Models of foreign factories
John Deere combine is one of the most popular in the world. The advantage of using it is a harmonious combination of price and quality. Maximum reliability and ease of operation. Combines of this brand are used in fields with a large volume of work, including on inclined surfaces. A powerful engine (305 hp) of its own brand and a well-functioning mechanism of hydraulic and electrical systems allow it to work even in rain. Dimensions of the combine: 8.98 m long, 3.77 m wide. Advantages include the presence of:
- “catcher” of stones;
- cleaner;
- accelerator device for feeding cut raw materials.
John Deere
Combine "Claas Tucano-450" is a representative of the premium class. The machine is equipped with a multifunctional pipeline connection system and a central lock. The header is equipped with a control unit with memory of previously set modes. Inside there is a powerful and reliable Mercedes-Benz engine and a large fuel tank (650 l). This allows uninterrupted operation in remote fields.

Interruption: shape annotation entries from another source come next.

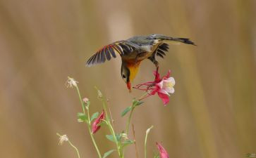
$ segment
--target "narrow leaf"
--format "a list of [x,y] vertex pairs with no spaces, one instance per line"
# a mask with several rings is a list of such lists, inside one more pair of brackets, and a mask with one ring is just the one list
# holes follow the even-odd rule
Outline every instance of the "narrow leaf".
[[[106,137],[110,141],[115,142],[115,139],[112,135],[106,135]],[[116,138],[118,142],[121,141],[121,134],[116,134]]]
[[131,107],[126,107],[121,113],[121,116],[123,117],[124,115],[126,115],[127,114],[127,112],[130,112],[130,110],[132,109]]
[[142,104],[143,103],[144,103],[144,102],[142,102],[142,101],[140,101],[140,100],[138,100],[138,101],[136,103],[135,106],[138,106],[138,105],[140,105]]
[[114,151],[116,151],[116,150],[111,150],[105,152],[105,154],[104,154],[103,158],[107,157],[109,154],[111,154]]
[[123,142],[123,146],[125,147],[128,145],[130,145],[130,144],[133,144],[134,141],[132,140],[126,140],[125,141]]
[[91,117],[91,120],[90,120],[90,121],[92,121],[95,119],[96,119],[99,115],[99,112],[97,112],[95,113],[94,113],[92,117]]

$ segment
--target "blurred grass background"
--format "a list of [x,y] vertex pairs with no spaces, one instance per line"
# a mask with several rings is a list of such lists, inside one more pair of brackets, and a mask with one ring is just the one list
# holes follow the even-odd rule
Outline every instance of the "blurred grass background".
[[[75,157],[56,132],[67,134],[82,157],[97,157],[67,76],[101,111],[94,86],[109,99],[115,128],[120,113],[141,92],[129,93],[120,59],[85,67],[98,48],[134,35],[188,37],[198,44],[173,45],[160,72],[172,70],[176,93],[164,107],[157,96],[133,118],[140,157],[151,125],[148,155],[162,142],[170,157],[244,157],[256,152],[256,2],[253,0],[0,1],[0,157]],[[134,84],[153,79],[150,61]],[[103,127],[95,137],[104,153],[115,146]],[[132,138],[132,136],[129,136]],[[134,146],[126,152],[135,157]],[[110,157],[117,157],[116,153]],[[149,156],[149,157],[152,157]]]

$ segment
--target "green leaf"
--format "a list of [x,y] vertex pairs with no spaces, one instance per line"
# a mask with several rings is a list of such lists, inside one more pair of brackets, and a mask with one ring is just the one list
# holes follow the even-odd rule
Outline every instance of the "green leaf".
[[103,126],[103,125],[105,125],[105,124],[106,124],[106,122],[102,121],[101,123],[98,124],[97,126]]
[[88,120],[87,116],[83,112],[78,112],[78,121],[87,121]]
[[90,120],[90,121],[92,121],[95,119],[96,119],[99,115],[99,112],[97,112],[95,113],[94,113],[92,117],[91,117],[91,120]]
[[126,107],[123,112],[122,112],[122,113],[121,114],[121,115],[122,116],[122,117],[123,117],[124,115],[126,115],[126,114],[127,114],[127,112],[130,112],[130,110],[132,109],[132,107]]
[[130,144],[133,144],[134,141],[132,140],[126,140],[125,141],[123,142],[123,146],[125,147],[128,145],[130,145]]
[[105,154],[104,154],[103,158],[107,157],[109,154],[111,154],[114,151],[116,151],[116,150],[111,150],[105,152]]
[[142,104],[144,102],[142,102],[142,101],[138,100],[137,103],[136,103],[136,105],[135,106],[138,106],[138,105]]
[[[110,141],[115,142],[115,139],[112,135],[106,135],[106,137]],[[121,134],[116,134],[116,138],[118,142],[121,141]]]

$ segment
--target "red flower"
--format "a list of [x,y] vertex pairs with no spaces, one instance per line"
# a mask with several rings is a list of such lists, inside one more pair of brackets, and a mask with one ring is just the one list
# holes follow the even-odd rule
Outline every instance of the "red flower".
[[99,124],[100,124],[102,121],[102,119],[104,119],[105,117],[105,112],[104,110],[102,110],[102,114],[95,119],[95,121],[92,124],[92,133],[95,133],[99,129],[100,126],[99,126]]
[[166,150],[164,148],[161,144],[157,143],[158,150],[159,151],[160,158],[169,158],[168,153]]
[[160,74],[158,71],[154,72],[155,77],[154,81],[148,81],[144,84],[138,84],[135,88],[145,91],[148,92],[148,95],[144,98],[150,96],[155,95],[157,93],[159,98],[163,101],[164,105],[169,102],[169,96],[170,93],[174,93],[175,80],[173,77],[170,77],[171,70],[169,70],[167,74],[160,78]]

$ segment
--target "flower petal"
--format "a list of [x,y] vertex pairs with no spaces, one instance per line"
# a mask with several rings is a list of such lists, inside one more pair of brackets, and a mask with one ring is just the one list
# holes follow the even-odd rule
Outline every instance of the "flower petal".
[[164,93],[164,94],[167,94],[168,96],[170,96],[169,93],[168,93],[168,91],[166,91],[165,89],[159,89],[158,91],[158,92],[161,93]]
[[160,158],[169,158],[166,150],[164,148],[160,143],[157,143],[157,148],[159,152]]
[[163,78],[169,78],[171,75],[171,70],[169,70],[166,74],[166,75],[165,75]]
[[174,88],[173,87],[173,88],[171,88],[171,90],[170,90],[170,91],[169,91],[169,93],[172,93],[172,94],[173,94],[173,93],[174,93],[174,91],[174,91]]
[[172,93],[172,94],[174,93],[174,88],[173,87],[171,87],[171,88],[167,87],[167,88],[164,88],[164,90],[166,91],[167,91],[169,93]]
[[172,85],[175,85],[175,79],[173,77],[171,77],[167,79],[168,81],[170,81]]
[[158,72],[157,72],[157,71],[154,71],[153,74],[155,77],[154,81],[159,82],[161,81],[159,73],[158,73]]
[[163,88],[164,81],[161,81],[159,83],[157,84],[156,86],[159,86],[161,89]]
[[168,104],[169,100],[169,96],[166,94],[164,93],[157,93],[158,96],[160,97],[160,98],[161,99],[161,100],[163,101],[164,105],[166,105],[166,104]]

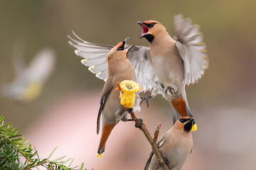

Attention! The successes of Claas combine harvesters are included in the Guinness Book of Records.
Forage harvester
machine for mowing green crops and picking up swaths of dried seeded or natural crops. herbs, as well as for harvesting tall crops (corn and sunflower) with simultaneous chopping and loading. mass into the body of a vehicle moving nearby. It is produced in self-propelled and trailed versions, equipped with a header or windrow pick-up and a drum or disk-type chopping apparatus. Grass cutting capacity 22–40 t/h; when selecting rolls 15–70 t/h; when mowing tall crops 30–150 t/h.
Forage harvester
machine for harvesting green mass of corn, sunflower and other forage crops for silage. It is produced in self-propelled and trailed versions, equipped with a header and a drum-type chopping apparatus with a device for sharpening knives. The combine mows down the plants, crushes them and feeds them through a silo into the back of a vehicle moving nearby. Productivity 1.5–2.0 ha/h.
K. s. can be equipped with a computer system for monitoring grain yield in real time during harvesting along coordinated sections of the field. The system is controlled using satellites. The memory card received in the field is read by office equipment and printed in the form of field yield maps used in the precision farming system (see article Farming systems).